A aparição no mercado português de obras cuja temática é a dança pode assemelhar-se, temporalmente falando, às erupções vulcânicas nos Açores. E se essas obras versarem o trabalho de artistas nacionais, elas quase se transformam em… corvos brancos.
A chegada às livrarias de “Estética da Dança Clássica”, editada pela Cotovia, da autoria de Frederico Lourenço (ficcionista, ensaísta e tradutor) é, pois, um evento a celebrar.

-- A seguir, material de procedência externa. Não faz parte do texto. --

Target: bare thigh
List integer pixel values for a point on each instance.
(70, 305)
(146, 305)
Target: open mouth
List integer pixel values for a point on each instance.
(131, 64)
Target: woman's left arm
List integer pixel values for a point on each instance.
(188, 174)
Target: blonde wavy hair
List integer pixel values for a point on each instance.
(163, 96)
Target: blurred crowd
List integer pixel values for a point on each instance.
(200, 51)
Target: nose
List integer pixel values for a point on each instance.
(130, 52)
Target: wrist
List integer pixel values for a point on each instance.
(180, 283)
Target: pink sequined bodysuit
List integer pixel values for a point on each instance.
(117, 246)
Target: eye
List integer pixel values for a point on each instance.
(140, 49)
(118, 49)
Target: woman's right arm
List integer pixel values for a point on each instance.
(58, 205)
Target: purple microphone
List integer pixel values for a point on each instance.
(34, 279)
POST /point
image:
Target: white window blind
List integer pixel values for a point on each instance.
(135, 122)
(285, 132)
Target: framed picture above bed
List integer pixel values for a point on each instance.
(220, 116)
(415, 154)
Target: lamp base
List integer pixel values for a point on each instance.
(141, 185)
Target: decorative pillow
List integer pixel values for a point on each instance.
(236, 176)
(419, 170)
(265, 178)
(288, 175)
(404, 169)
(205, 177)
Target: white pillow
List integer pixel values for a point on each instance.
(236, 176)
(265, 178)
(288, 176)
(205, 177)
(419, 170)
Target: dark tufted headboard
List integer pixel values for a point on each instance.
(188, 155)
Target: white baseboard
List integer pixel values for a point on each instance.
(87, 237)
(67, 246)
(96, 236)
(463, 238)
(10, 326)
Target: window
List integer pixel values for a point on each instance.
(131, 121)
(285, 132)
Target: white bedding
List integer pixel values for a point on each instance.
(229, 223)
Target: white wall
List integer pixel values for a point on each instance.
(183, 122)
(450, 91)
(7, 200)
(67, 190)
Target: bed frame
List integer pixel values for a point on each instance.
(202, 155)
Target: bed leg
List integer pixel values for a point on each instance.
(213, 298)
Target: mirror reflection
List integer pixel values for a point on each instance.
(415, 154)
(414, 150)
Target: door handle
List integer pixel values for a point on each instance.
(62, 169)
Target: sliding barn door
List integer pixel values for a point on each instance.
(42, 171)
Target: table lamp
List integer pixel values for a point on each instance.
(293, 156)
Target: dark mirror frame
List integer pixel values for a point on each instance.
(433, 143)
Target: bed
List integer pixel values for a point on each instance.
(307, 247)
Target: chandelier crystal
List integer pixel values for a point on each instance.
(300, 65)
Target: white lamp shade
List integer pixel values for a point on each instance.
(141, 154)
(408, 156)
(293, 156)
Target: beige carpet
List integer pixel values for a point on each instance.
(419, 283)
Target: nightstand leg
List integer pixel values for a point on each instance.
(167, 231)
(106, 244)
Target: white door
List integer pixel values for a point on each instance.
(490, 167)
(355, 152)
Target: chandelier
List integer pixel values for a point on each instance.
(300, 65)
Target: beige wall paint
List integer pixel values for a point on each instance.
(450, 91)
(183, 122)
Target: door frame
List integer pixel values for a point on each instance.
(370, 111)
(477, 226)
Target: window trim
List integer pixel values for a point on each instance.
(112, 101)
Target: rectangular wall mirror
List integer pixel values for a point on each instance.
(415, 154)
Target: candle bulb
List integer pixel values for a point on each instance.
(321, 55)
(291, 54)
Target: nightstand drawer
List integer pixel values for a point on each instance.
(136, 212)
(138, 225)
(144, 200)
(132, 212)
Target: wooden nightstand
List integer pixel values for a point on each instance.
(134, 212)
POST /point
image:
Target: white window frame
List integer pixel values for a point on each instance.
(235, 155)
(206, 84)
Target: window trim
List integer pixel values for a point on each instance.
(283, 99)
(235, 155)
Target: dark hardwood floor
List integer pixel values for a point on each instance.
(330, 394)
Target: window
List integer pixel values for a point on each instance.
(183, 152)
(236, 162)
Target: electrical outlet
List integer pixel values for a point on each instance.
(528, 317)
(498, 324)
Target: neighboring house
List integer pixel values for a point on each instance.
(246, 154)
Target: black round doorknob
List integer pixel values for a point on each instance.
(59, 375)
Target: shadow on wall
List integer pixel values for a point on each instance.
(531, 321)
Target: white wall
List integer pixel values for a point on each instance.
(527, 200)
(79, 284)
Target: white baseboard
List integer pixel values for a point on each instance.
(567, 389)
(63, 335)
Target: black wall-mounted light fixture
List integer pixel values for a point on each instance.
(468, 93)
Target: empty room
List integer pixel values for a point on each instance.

O autor nascido em 1963, especialista em literatura grega – traduziu em verso a Ilíada e a Odisseia homéricas (Prémio D. Diniz da Fundação Casa de Mateus e Grande Prémio de Tradução APT/PEN), publicou um volume de ensaios de temática helénica intitulado Grécia Revisitada e é também tradutor de uma amostra representativa dos diferentes géneros poéticos cultivados na Grécia antiga intitulada Poesia Grega de Álcman a Teócrito” – foi, durante muito tempo, professor de “estudos clássicos” tendo há uns anos enveredado pelo ensino da Dança.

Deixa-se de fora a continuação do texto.